Arabic, alambic s.m. D’après le site de la FFCC arabi, alambi il s’agit d’un « Nom Commun masculin provençal : espèces de moustiques, de petits cousins de 1 à 4 mm (les simulies) qui s’infiltrent dans les cheveux et dont la piqûre est brûlante. C’est un insecte qui appartient à l’ordre des Diptères (mouches et moustiques), ils ne possèdent que deux ailes. Sa famille est celle des Cératopogonidés et son genre est Culicoïdes.
Il n’y a pas beaucoup d’attestations anciennes de ce nom. E. Rolland III, 252 donne deux sources qui ont décrit l’arabic comme « acarus ciro L. ». Mais d’après les images que j’ai trouvés sur le web, cet acarus est un genre de mite, ce qui ne correspond pas du tout à la description et à l’image de la FFCC. Il semble que le mot arabi avec ce sens est maintenant courant dans tout le Midi. D’autres info de l’INRA, sur la langue bleue des moutons qu’il provoque  ici.

Mistral traduit arabi, alambi par « cousin » (= Insecte à longues pattes grêles, très répandu dans les pays marécageux, connu pour son bourdonnement importun et pour la piqûre désagréable et contagieuse de la femelle. TLF). J’ai regardé les images fournies par Google pour « cousin insecte ». Tous les « cousins » montrés sont du genre moustique et non pas du genre mite.
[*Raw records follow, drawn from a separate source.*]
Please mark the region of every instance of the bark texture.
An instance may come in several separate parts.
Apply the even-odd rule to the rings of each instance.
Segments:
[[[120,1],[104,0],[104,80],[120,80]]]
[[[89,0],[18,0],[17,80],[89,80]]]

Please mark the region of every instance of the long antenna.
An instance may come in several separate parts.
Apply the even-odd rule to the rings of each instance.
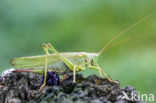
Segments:
[[[119,44],[121,44],[121,43],[123,43],[123,42],[130,41],[130,40],[134,40],[134,39],[137,39],[137,38],[140,38],[140,37],[144,37],[144,36],[149,36],[149,35],[151,35],[151,34],[138,35],[138,36],[134,36],[134,37],[130,37],[130,38],[124,39],[124,40],[120,40],[120,41],[118,41],[118,42],[116,42],[116,43],[114,43],[114,44],[111,44],[111,45],[110,45],[109,47],[107,47],[103,52],[105,52],[106,50],[108,50],[108,49],[110,49],[110,48],[112,48],[112,47],[114,47],[114,46],[116,46],[116,45],[119,45]]]
[[[145,21],[146,19],[148,19],[149,17],[151,17],[151,15],[148,15],[146,17],[144,17],[143,19],[139,20],[138,22],[136,22],[135,24],[129,26],[128,28],[124,29],[123,31],[121,31],[118,35],[116,35],[115,37],[113,37],[99,52],[98,55],[101,55],[105,49],[114,41],[116,40],[118,37],[120,37],[121,35],[123,35],[125,32],[129,31],[130,29],[132,29],[133,27],[135,27],[137,24],[142,23],[143,21]]]

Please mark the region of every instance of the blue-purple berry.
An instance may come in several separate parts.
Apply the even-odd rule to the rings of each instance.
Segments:
[[[44,76],[42,76],[42,83],[44,81]],[[60,79],[58,74],[54,72],[47,72],[47,81],[46,85],[48,86],[57,86],[60,83]]]

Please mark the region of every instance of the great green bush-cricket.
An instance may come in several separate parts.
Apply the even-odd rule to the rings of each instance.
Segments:
[[[148,17],[149,16],[143,18],[137,23],[124,29],[122,32],[116,35],[113,39],[111,39],[104,46],[104,48],[102,48],[98,53],[87,53],[87,52],[59,53],[50,43],[48,44],[43,43],[42,47],[46,53],[45,55],[13,58],[11,60],[11,65],[15,68],[26,68],[26,69],[21,69],[21,70],[15,70],[14,72],[34,72],[34,73],[44,74],[44,82],[42,86],[40,87],[40,91],[46,85],[46,77],[47,77],[48,71],[56,72],[57,74],[64,74],[65,72],[73,71],[73,82],[75,82],[75,79],[76,79],[75,73],[85,70],[86,67],[89,67],[90,69],[98,70],[100,75],[105,76],[110,82],[118,83],[117,81],[111,80],[104,73],[104,71],[98,66],[97,64],[98,57],[105,50],[121,43],[121,42],[117,42],[115,44],[110,45],[119,36],[127,32],[131,28],[133,28],[135,25],[143,22]],[[130,40],[130,39],[127,39],[127,40]],[[48,51],[52,52],[53,54],[49,54]]]

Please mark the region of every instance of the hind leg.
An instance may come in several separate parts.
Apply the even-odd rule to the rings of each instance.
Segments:
[[[46,85],[46,81],[47,81],[47,72],[48,72],[48,68],[47,68],[47,65],[48,65],[48,55],[49,55],[49,52],[48,52],[48,47],[45,45],[45,44],[42,44],[42,47],[46,53],[46,56],[45,56],[45,69],[44,69],[44,81],[43,81],[43,84],[42,86],[40,87],[39,89],[39,92],[42,91],[42,89],[45,87]]]
[[[118,81],[113,81],[109,76],[107,76],[107,74],[99,67],[96,66],[89,66],[90,69],[95,69],[98,70],[101,76],[105,76],[110,82],[116,83],[118,84]]]

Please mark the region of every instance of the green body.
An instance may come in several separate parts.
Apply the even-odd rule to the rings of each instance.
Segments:
[[[86,67],[88,65],[96,66],[96,62],[98,60],[97,53],[86,53],[86,52],[66,52],[60,53],[73,64],[78,66]],[[19,57],[13,58],[11,60],[11,65],[14,68],[27,68],[27,69],[35,69],[36,72],[44,73],[45,68],[45,56],[46,55],[38,55],[38,56],[28,56],[28,57]],[[64,63],[64,61],[57,54],[49,54],[47,68],[49,71],[56,72],[58,74],[62,74],[64,72],[70,72],[71,69]]]

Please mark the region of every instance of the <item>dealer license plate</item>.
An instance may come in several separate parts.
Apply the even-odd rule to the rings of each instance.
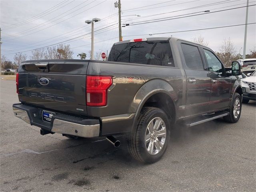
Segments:
[[[42,113],[42,119],[44,121],[50,123],[52,121],[52,117],[55,114],[55,113],[53,112],[43,110]]]

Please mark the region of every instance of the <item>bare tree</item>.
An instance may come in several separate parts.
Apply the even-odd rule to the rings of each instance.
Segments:
[[[4,55],[2,55],[1,56],[1,69],[2,70],[4,68],[4,63],[6,61],[7,61],[7,58]]]
[[[77,57],[80,57],[80,59],[85,59],[86,58],[86,54],[85,53],[81,53],[77,55]]]
[[[56,47],[48,47],[44,53],[46,59],[72,59],[74,52],[70,45],[60,44]]]
[[[26,54],[18,53],[15,54],[13,58],[13,59],[16,64],[19,66],[22,61],[24,61],[27,59],[27,55]]]
[[[204,38],[200,34],[196,36],[191,39],[191,41],[204,46],[208,46],[208,43],[206,41]]]
[[[44,48],[36,49],[32,51],[32,55],[29,57],[30,60],[40,60],[44,58],[45,50]]]
[[[57,59],[58,58],[58,52],[56,46],[48,47],[44,53],[46,59]]]
[[[224,39],[219,49],[219,52],[216,53],[218,56],[226,66],[231,66],[232,62],[236,60],[237,55],[236,48],[230,38]]]
[[[72,59],[74,52],[70,49],[70,45],[61,44],[58,46],[57,51],[60,59]]]

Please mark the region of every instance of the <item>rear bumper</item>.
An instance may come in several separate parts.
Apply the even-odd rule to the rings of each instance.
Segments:
[[[82,118],[56,113],[50,123],[43,121],[42,110],[21,104],[14,104],[14,114],[31,125],[34,125],[54,133],[91,138],[100,135],[100,124],[98,119]]]
[[[245,92],[243,94],[243,98],[256,101],[256,93],[255,94]]]

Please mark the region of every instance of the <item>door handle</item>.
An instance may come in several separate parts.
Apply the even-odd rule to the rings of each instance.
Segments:
[[[216,80],[216,79],[212,79],[212,83],[216,83],[217,82],[218,82],[218,81],[217,80]]]
[[[190,83],[196,83],[196,79],[194,78],[188,78],[188,82]]]
[[[46,67],[48,64],[48,63],[37,63],[35,65],[37,67]]]

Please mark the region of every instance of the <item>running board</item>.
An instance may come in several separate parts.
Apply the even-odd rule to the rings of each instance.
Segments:
[[[192,126],[204,123],[207,121],[211,121],[214,119],[218,119],[220,117],[226,116],[229,113],[227,112],[221,112],[210,115],[202,116],[196,118],[196,119],[193,119],[193,120],[191,122],[187,122],[186,124],[189,127],[192,127]]]

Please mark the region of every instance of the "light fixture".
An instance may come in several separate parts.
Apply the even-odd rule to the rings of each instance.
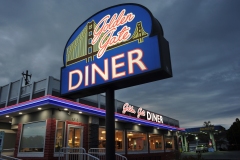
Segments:
[[[72,110],[81,110],[84,113],[87,114],[94,114],[96,116],[106,116],[106,111],[104,109],[100,109],[100,108],[93,108],[90,107],[88,105],[82,105],[80,103],[76,103],[76,102],[72,102],[70,100],[66,100],[63,98],[59,98],[59,97],[54,97],[51,95],[47,95],[38,99],[34,99],[28,102],[23,102],[21,104],[17,104],[14,106],[10,106],[8,108],[2,108],[0,111],[0,115],[7,115],[7,114],[11,114],[11,113],[15,113],[16,110],[18,110],[18,108],[21,108],[22,110],[24,109],[29,109],[29,108],[35,108],[35,107],[39,107],[42,105],[56,105],[56,106],[62,106],[64,107],[68,107],[69,109]],[[156,124],[155,122],[151,122],[151,121],[147,121],[144,119],[139,119],[139,118],[135,118],[135,117],[130,117],[127,115],[122,115],[120,113],[115,113],[115,118],[118,119],[118,121],[127,121],[127,122],[131,122],[131,123],[141,123],[142,125],[147,125],[147,126],[152,126],[155,128],[162,128],[162,129],[167,129],[167,130],[184,130],[182,128],[179,127],[175,127],[175,126],[170,126],[170,125],[166,125],[166,124]]]

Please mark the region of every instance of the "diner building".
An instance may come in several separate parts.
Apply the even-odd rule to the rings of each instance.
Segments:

René Domergue, spécialiste éminent des moustiques de Camargue me donne les informations  géolinguistiques suivantes :

Bonjour,
chez moi, à Montpezat, on distinguait les moustiques (grosses bestiasses) des alambics. Ces derniers plus petits, à la redoutable piqûre, sont sans doutes les « arabi » de Camargue ou des Costières. Je demanderai si quelqu’un connait le mot arabi, quant à moi je l’ai découvert du côté de Générac.
Pour lutter contre ces bestioles on avait le nopic.
René

D’après le FEW XIX, 8a, il s’agit d’un emploi au figuré de alambic de l’arabe anbiq « le chapiteau de la cornue » (cf. TLF) sans donner une explication. Je ne vois pas très bien le lien, mais c’est peut-être un manque de fantaisie.

Alambic « vaisseau qui sert à distiller » a la même origine et est devenu international.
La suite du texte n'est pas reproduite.